Recently, the uncertainty surrounding the outlook for the U.S. economy has intensified, prompting risk-averse sentiments among investors. Consequently, U.S. stocks have continued to decline, while the U.S. bond market has emerged as a safe haven, with short-term U.S. bonds performing particularly strongly.
U.S. Stocks Plunge Amid High Risk-Aversion
Recently, weak U.S. economic data has heightened concerns about an economic recession. The Federal Reserve of Atlanta lowering its forecast for 2025's first-quarter GDP growth rate has further fueled worries about an economic slowdown.
On March 10, the three major U.S. stock indices fell sharply, with the Nasdaq dropping by 4%—its largest single-day decline since September 2022. The S&P 500 fell by 2.7%, and the Dow Jones Industrial Average was down 2.08%. On March 11, U.S. stocks continued to fluctuate downwards, ending the day in negative territory.
Overall, U.S. stocks have been under pressure since late February, with the Dow Jones Industrial Average losing over 7%, the S&P 500 over 9%, and the Nasdaq more than 13%. The sustained deterioration in market sentiment has led safe-haven funds to exit the stock market and shift towards the more secure bond market.
"Seesaw" Effect Revealed as U.S. Bonds Garner Favor
As U.S. stocks have experienced significant declines, the U.S. bond market has exhibited its safe-haven characteristics. Data shows that since late February, 2-year U.S. treasury futures have risen nearly 1%, 5-year treasury futures have gained over 1.5%, and 10-year treasury futures have climbed almost 2%.
The strong performance of short-term U.S. bonds reflects market preferences for the relatively high safety margin of short-term debts, while also indicating ongoing concerns about long-term inflation trends.
U.S. Bond Yields Fall as Rate Cut Expectations Rise
Entering the end of February, U.S. bond yields have shown significant declines. The 10-year U.S. bond yield fell from above 4.6% to around 4.3%, while the 2-year yield dropped from 4.4% to 4.1%. Analysts at Industrial Securities noted that easing concerns about inflation and debt, along with a sluggish service sector and declining consumer confidence, have caused U.S. stocks to plunge further, heightening risk-aversion and accelerating the downward trend in U.S. bond yields.
Why U.S. Bonds Are the Top Choice for Safe Haven
A study by CICC indicated that the U.S. economy is gradually heading towards a stagflation scenario. U.S. bond rates and the dollar index have begun to fall from their peaks, reflecting a change in market trading logic. Although U.S. fiscal expansion has somewhat supported economic resilience, it has also increased the government debt burden, reducing the efficiency of fiscal spending.

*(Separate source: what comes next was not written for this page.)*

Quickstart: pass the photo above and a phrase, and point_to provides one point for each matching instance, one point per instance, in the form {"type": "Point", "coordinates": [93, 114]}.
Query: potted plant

The U.S. federal government's deficit is at its third-highest level historically, with net interest expenses surpassing defense spending to become the third-largest fiscal expenditure item. Against this backdrop, doubts about the sustainability of U.S. economic growth persist, drawing substantial inflows of safe-haven funds into U.S. bonds due to their relative stability.
In addition, the gradual implementation of economic policies under the Trump administration, including measures for fiscal expansion and contraction, may further exacerbate stagflation risks, prompting greater caution regarding the long-term economic outlook.
Looking Ahead, U.S. Bonds Continue to Gain Attention
As anxieties over the U.S. economic outlook persist, the safe-haven value of the U.S. bond market will continue to attract investors. Analysts believe that if U.S. stocks remain under pressure, U.S. bond yields may further decline, while expectations for Federal Reserve rate cuts may increase gradually. In the coming months, the U.S. bond market's performance will be closely tied to U.S. stock performance and macroeconomic data, becoming a focal point for market attention.